Нет кузнечика в траве — страница 21 из 58

Оля расширившимися глазами смотрит за спину отца, где валяется брошенный Маней плед, и Николай оборачивается – что она там углядела?

– Ну, согрешил один раз! – Он широко разводит руки и бьет правой себя в грудь с гулким звуком. – Простите дурака! Лелька! Хочешь – на колени встану? Только матери не говори!

– Всем остальным, значит, можно? – угрюмо спрашивает Синекольский.

Чертов малец. Если бы не он, глядишь, Ольга и повелась бы.

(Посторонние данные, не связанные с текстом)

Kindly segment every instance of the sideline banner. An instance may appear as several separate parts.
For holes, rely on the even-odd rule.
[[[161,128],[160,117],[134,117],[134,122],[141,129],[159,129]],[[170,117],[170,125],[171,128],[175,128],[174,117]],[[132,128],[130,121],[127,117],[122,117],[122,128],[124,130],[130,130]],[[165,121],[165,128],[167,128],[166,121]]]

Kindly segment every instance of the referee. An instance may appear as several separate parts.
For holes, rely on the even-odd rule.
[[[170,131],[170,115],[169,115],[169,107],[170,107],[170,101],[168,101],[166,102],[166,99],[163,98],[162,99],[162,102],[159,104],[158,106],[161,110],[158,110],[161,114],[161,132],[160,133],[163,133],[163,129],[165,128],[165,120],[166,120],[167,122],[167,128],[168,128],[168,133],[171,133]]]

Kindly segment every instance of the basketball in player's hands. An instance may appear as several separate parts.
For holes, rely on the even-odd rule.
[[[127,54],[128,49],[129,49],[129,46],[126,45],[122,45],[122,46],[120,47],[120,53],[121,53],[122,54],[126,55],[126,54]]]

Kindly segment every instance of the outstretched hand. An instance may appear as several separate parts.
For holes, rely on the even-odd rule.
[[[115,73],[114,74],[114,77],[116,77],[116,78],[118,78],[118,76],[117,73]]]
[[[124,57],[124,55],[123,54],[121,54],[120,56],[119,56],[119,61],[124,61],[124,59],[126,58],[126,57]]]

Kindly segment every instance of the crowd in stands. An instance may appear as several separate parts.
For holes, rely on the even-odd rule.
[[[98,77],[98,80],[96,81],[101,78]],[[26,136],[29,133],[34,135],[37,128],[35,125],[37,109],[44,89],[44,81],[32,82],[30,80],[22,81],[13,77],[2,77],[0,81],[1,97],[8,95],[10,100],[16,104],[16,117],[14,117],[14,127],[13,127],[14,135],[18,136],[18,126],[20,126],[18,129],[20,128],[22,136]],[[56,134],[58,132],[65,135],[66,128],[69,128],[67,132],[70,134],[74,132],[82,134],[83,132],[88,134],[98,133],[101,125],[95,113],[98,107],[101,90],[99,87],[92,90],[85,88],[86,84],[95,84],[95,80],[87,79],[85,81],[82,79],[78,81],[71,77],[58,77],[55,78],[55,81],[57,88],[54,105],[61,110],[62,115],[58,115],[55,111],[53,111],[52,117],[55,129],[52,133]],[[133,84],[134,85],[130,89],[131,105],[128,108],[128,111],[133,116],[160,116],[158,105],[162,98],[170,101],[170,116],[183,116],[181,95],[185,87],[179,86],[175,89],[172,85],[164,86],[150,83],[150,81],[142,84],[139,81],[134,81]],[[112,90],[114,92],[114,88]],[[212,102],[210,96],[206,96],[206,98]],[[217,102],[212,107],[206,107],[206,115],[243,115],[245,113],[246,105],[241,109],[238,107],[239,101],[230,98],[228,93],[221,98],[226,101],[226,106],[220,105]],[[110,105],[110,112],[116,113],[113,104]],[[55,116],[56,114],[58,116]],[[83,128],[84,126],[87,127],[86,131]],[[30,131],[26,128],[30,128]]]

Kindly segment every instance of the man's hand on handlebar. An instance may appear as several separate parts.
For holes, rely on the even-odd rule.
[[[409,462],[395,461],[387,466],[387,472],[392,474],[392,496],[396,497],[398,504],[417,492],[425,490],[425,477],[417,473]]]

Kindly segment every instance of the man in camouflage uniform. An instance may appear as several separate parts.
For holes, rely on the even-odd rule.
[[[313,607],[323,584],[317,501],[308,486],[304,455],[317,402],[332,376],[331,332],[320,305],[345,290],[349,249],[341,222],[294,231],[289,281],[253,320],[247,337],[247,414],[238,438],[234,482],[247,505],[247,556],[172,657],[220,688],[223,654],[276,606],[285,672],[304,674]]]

Николай печально опускает голову. Со стороны отец выглядит кающимся грешником. В действительности все, чего он хочет, – выиграть время. Прежде ему всегда удавалось настоять на своем. Но сейчас его власть над дочерью слаба как никогда, а ее дружбан и вовсе от него не зависит. Николай запоздало сожалеет, что не привечал парня. Глядишь, пялили бы девку в два смычка, и никаких проблем с пионерским самосознанием.

Павлики, блин, Морозовы.

«Думай, Коля, думай!»

«Гондон не надел… кретин! А ведь эта жирная дура не подмоется, когда вернется. Если будет заявление… Экспертиза, то-се…» Он просчитывает последствия, пока Оля с Димкой стоят в оцепенении, не понимая, что делать и о чем говорить.

Жизнь в Русме многому научила обоих. Они знают, как избежать драки, и какие места защищать, если драка все-таки завязалась. Оле знакомы методы оказания первой помощи при побоях, а Димка умеет снимать похмелье и отличать паленую водку от нормальной. Но им неизвестно, как вести себя, если твой собственный папа спит с твоей слабоумной одноклассницей.

И хотя они застали его на месте преступления, страшно в эту минуту им, а не ему.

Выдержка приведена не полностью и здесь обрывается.